Our aim was to estimate the pooled risk of current and former smoking for Parkinson's disease (PD). We have reviewed all observational studies that evaluated the association between PD risk and smoking habit. Twenty six studies were identified: 21 case-control, 4 cohort and 1 cross-sectional. The cross-sectional study did not compare former with never smokers. These studies were carried out between 1968 and 2000. There was an obvious protective effect of current smoking in the pooled estimate [risk estimate 0.37 (95% confidence interval 0.33 to 0.41)]. Former versus never smokers had pooled risk estimate of 0.84 (95% confidence interval 0.76 to 0.92). Current and former smoking do not, therefore, exert the same protective effect against PD so that it is unnecessary to postulate a biological mechanism through which smoking protects against PD. The results show that the reverse direction of causation is a more probable explanation, i.e. movement disorders of PD protect against smoking. Another explanation is that failure to develop strong smoking habits in early adult life might be a prodromal symptom of the disease and could perhaps be its first clinical manifestation.
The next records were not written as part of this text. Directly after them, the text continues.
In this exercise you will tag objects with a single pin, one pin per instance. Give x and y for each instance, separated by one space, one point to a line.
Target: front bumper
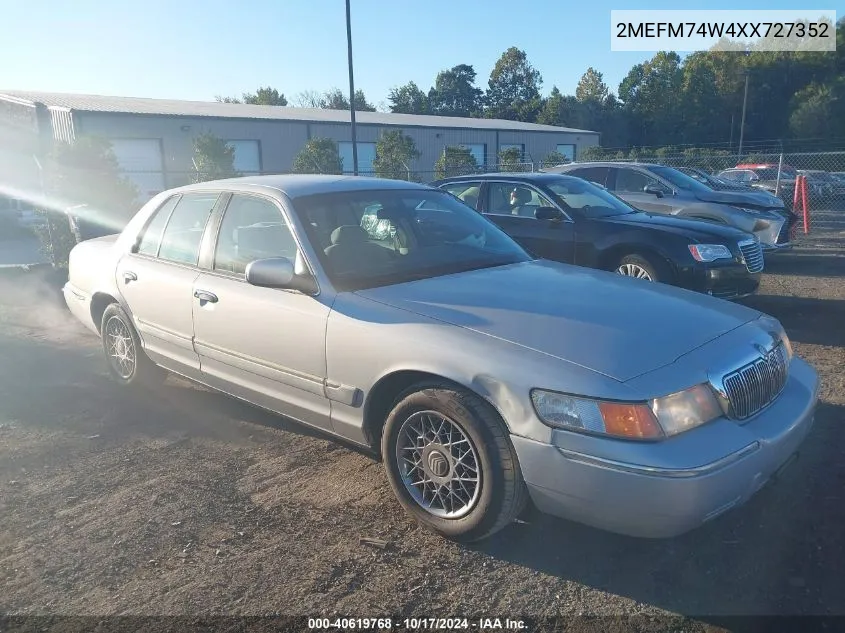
675 485
723 279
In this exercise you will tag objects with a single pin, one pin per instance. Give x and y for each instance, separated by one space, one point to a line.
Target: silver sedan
393 316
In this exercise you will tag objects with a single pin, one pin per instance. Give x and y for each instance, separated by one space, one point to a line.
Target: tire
134 368
475 510
646 267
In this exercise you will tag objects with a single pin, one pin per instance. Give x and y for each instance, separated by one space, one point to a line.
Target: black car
574 221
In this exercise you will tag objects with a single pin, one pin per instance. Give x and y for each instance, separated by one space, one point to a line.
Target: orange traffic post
805 204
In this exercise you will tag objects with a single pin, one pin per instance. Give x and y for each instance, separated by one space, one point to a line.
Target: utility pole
742 124
352 90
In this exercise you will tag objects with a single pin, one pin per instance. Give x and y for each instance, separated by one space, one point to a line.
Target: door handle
204 295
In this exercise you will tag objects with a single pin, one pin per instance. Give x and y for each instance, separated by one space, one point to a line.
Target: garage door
247 157
141 162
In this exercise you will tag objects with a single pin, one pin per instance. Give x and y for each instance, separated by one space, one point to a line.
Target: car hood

我们的目的是评估当前吸烟和既往吸烟对帕金森病(PD)的综合风险。我们回顾了所有评估PD风险与吸烟习惯之间关联的观察性研究。共确定了26项研究:21项病例对照研究、4项队列研究和1项横断面研究。横断面研究未对既往吸烟者与从不吸烟者进行比较。这些研究在1968年至2000年期间开展。在综合评估中,当前吸烟存在明显的保护作用[风险估计值为0.37(95%置信区间为0.33至0.41)]。既往吸烟者与从不吸烟者相比,综合风险估计值为0.84(95%置信区间为0.76至0.92)。因此,当前吸烟和既往吸烟对PD的保护作用不同,所以没有必要假定一种吸烟预防PD的生物学机制。结果表明,因果关系的反向解释更有可能,即PD的运动障碍预防了吸烟。另一种解释是,在成年早期未能养成强烈的吸烟习惯可能是该疾病的前驱症状,也许是其首个临床表现。